To our beloved Grandma and our precious cousins
Uncle Randy was love you could feel without words,
strength you could lean on.
Nana, his life is a reflection of the love you poured into him.
Qiana, you are his legacy walking forward-walk tall and proud.
Amari, you are the light of his heart, and a living piece of him.
Though he is no longer with us,
he lives in our stories, our smiles, and in the way we love each other.

Forever in our hearts, always in our family.

Love Danni and your many nieces and nephews

On April 20 , 2026, my world changed in a way I’m still trying to understand. Losing my dad so suddenly has left a space in my heart that feels impossible to fill. Finding him that day is something I’ll never forget—I called for help, hoping it wasn’t real. Even now, it’s hard to accept he’s gone.
My dad was everything to me—my safe place, my daily conversation, my rock. I miss talking to him about everything. I miss his hugs, his kisses, and just knowing he was always there. I miss watching CNN with him every day during my lunch break.
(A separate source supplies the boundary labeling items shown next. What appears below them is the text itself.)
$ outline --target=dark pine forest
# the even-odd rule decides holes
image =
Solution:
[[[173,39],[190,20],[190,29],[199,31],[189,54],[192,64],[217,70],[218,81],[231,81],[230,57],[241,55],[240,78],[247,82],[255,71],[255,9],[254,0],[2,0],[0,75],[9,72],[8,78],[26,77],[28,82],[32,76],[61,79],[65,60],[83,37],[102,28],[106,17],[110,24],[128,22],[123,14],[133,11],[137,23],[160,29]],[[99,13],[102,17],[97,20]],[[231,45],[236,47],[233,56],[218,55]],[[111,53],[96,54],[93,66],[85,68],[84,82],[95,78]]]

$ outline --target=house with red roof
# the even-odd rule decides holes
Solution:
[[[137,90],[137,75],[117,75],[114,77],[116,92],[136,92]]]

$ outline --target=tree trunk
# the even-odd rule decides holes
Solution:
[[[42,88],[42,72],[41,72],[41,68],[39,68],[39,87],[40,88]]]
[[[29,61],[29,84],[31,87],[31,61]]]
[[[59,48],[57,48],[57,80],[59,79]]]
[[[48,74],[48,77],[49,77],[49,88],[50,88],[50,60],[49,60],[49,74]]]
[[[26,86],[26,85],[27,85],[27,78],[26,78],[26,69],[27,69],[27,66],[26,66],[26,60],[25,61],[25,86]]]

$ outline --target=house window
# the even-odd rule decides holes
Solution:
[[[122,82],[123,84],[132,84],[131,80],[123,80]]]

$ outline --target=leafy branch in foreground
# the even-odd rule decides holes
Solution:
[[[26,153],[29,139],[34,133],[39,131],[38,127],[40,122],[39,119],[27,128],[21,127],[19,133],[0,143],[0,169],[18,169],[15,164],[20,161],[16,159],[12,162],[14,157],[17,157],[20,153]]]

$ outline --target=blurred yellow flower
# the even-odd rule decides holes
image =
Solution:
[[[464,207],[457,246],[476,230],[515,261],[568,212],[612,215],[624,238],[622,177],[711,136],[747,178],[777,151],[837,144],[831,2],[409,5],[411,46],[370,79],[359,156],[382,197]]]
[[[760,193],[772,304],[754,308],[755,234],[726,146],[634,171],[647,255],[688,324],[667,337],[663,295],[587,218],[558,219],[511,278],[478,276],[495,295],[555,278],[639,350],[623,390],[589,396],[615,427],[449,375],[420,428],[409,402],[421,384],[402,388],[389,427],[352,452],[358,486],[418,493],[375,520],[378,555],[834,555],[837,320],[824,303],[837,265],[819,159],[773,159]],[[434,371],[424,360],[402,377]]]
He had a laugh you couldn’t ignore and a smile that could light up any room.
When he found out I was having a son, he was over the moon. And when my son arrived looking just like him, it made their bond even more special. The love, the laughs, and the little talks they shared are memories I’ll hold onto forever.
Daddy, thank you for helping mommy shape me into who I am and for helping me raise my son into the little man he’s becoming.
Everyday is going to be hard-going to work and not seeing you come through the door smiling, no more seeing “dad” on my phone when you call, no more car rides to the fish market, no more jamming to “ There Goes My Baby” by Charlie Wilson. Everything stopped so suddenly and I just wished I had hugged you and never had let go. My heart is shattered and I don’t know when it will be mended again.

We love you, and we miss you more than words can say.